Jolla, on the contrary, insists on selling software licenses to us private users and hopes to acquire “big, commercial licensees” as they once did with Intex and OMP. Therefore Jolla proprietarised the basic SailfishOS by bundling their proprietary components (IIRC “Silica” etc.) into it (I am not addressing the proprietary, non-core components here, as AlienDalvik aka AAS, EAS (Exchange Active Sync), the T9 word scrambling software etc.). - But most importantly, the classic Linux distributors and Google’s AOSP team have no “users” who could insist on executing their rights according to GPL3! It is the companies running the software these provide, which may have to face such claims by their “users”. E.g. I had to sign a “Do and Don’t” list when I received IT from my employer (or the IT would not have been handed out to me), adding a section to waiver certain “user” rights the GPL3 provides (i.e. not to execute those rights) would be simple.
But Jolla seems to be afraid that such a legal requirement makes SailfishOS less attractive for “big, commercial licensees”, and they may be right, as Google had exactly this consideration when they decided to keep the basic AOSP *GPL3 free right from the start.
If Jolla would only arrive where other Linux distributors have arrived at long ago: It bears advantages to make the basic SailfishOS fully OSS licensed (plus access to OSS EU funding etc.), to develop in the open (not in a walled garden with infrequent code drops), to primarily work with a public bug tracker (instead of maintaining bug descriptions, bug status, etc. principally in Jolla’s JB
database; likely a non-public Bugzilla instance) etc.

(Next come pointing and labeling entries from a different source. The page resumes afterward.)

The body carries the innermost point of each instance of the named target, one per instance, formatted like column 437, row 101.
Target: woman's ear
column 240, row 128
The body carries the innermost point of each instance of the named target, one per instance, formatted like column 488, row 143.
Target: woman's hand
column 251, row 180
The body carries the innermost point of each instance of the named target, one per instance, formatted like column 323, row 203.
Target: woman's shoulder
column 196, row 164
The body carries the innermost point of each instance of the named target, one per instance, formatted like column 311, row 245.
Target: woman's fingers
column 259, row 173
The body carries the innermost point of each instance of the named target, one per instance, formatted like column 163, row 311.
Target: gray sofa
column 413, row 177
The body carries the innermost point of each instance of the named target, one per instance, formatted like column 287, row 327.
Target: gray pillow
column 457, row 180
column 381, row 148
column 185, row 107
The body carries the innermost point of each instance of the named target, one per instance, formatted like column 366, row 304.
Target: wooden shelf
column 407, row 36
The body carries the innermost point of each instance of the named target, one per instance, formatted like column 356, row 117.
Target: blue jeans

But Jolla stubbornly insists on staying a proprietary software company which utilises lots of OSS, instead of becoming a real OSS company with a truly OSS-based business model (i.e. generating revenue with services, not by selling licences for software products).
As I had the feeling when writing this that I rephrased things I had written years ago in aforementioned TMO thread, I really do not want to continue this here, expect somebody really has a new insight. Actually, even then the original TMO thread for this topic appears to be the more appropriate location, and only if somebody has a new insight I would be keen on continuing this topic there (at TMO).